The unemployment rate of 8.2 percent suggests the economic surge that seemed to be happening earlier in the year has largely stalled. In the first three months of the year, the economy grew by an average of more than 200,000 jobs a month, compared to less than half that from April-June.

At the same time, the picture is much better than a year ago, when the jobless rate was 9.1 percent.

The increase in the black jobless rate will raise concerns, because other demographic groups did not show similar surges in unemployment. Unemployment among whites is 7.4 percent and 11.0 percent among Hispanics.

Black unemployment was 13.6 percent in May. The black jobless rate is traditionally double that of the rate among whites, but the rate in the last three years has been historically high.

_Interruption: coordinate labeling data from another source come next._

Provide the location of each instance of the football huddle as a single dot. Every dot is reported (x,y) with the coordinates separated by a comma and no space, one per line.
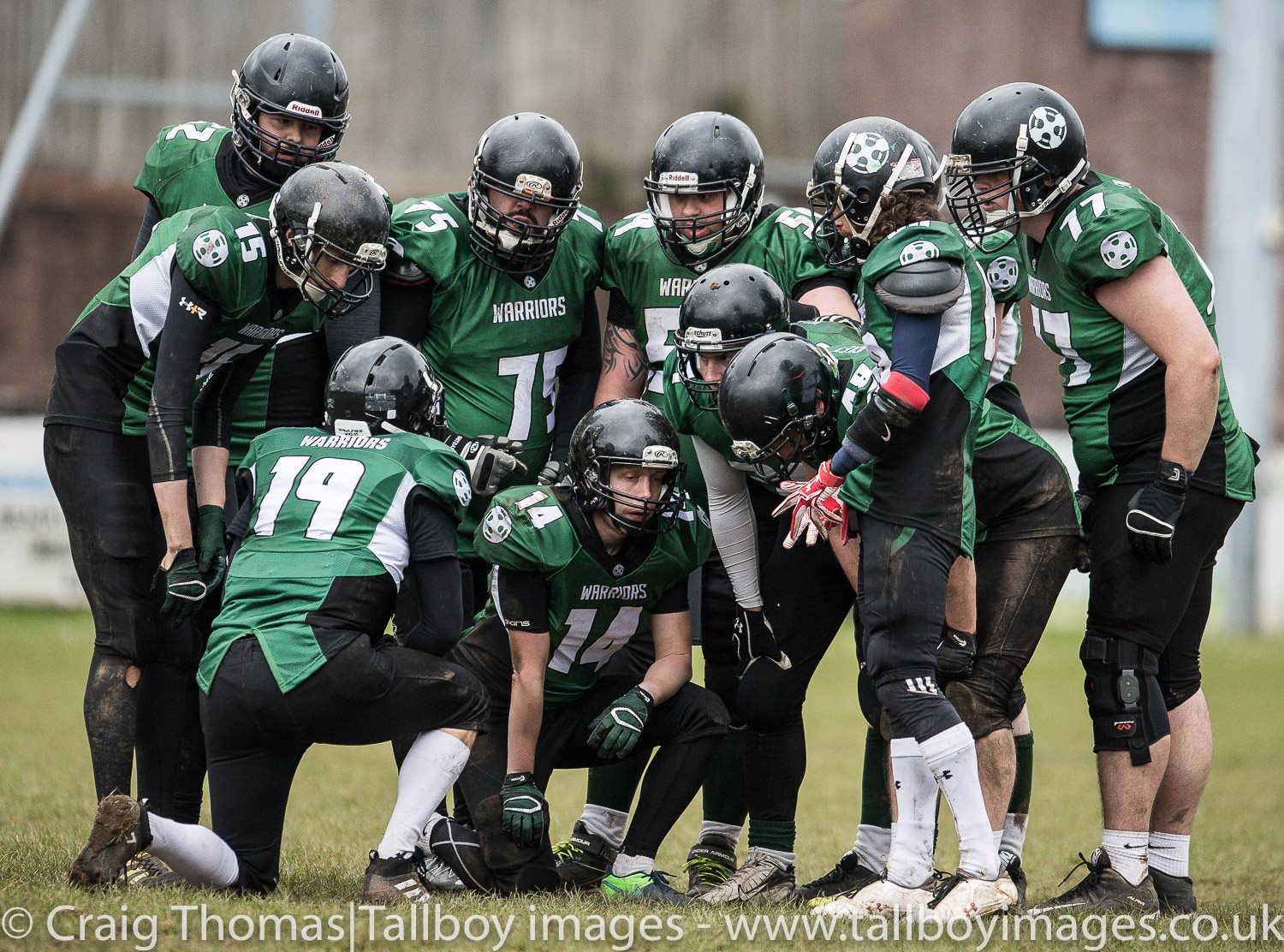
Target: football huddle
(383,473)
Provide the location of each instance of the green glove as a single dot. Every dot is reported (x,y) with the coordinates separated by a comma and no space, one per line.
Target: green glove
(619,728)
(184,586)
(212,561)
(526,811)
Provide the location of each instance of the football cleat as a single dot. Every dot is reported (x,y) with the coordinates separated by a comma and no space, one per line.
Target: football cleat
(1102,890)
(880,898)
(120,833)
(1176,893)
(847,878)
(646,887)
(709,864)
(760,879)
(585,860)
(967,897)
(392,880)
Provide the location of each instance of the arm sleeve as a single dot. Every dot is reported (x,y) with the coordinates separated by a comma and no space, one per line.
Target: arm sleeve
(521,599)
(177,364)
(734,523)
(151,218)
(577,379)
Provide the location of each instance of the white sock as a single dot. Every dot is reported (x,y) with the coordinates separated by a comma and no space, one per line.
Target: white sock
(1126,851)
(1014,833)
(431,769)
(872,846)
(1170,852)
(952,759)
(627,865)
(909,861)
(195,854)
(605,823)
(727,831)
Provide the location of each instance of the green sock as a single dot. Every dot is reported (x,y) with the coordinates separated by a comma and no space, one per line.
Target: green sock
(875,802)
(772,834)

“There are some fluctuations in the employment statistics for blacks, but essentially for blacks as well as the rest of the country, the economy is in a holding pattern,” said Algeron Austin, director of the Race, Ethnicity and the Economy program at the Washington-based Economic Policy Institute. “We haven’t seen any real significant change for the first half of the year.”

Politically, the report presents a challenge for President Obama, who is on a two-day campaign bus tour of Ohio and Pennsylvania. No modern president has won reelection with a jobless rate higher than 7.4 percent, but it is increasingly unlikely the unemployment  will dip below that number by November.

Republicans in Congress said the report showed the president’s policies aren’t working.

“This crawling pace is not enough to get the millions of Americans who are unemployed back to work or provide long-term growth. We’ve seen month after month of dismal jobs numbers,” said House Majority Leader Eric Cantor.”

White House officials noted that economic growth is continuing, even as they acknowledged that challenges remain.

“The economy has now added private sector jobs for 28 straight months, for a total of 4.4 million payroll jobs during that period. Employment is growing but it is not growing fast enough given the jobs deficit caused by the deep recession,” said Alan Krueger, chairman of the White House’s Council of Economic Advisers.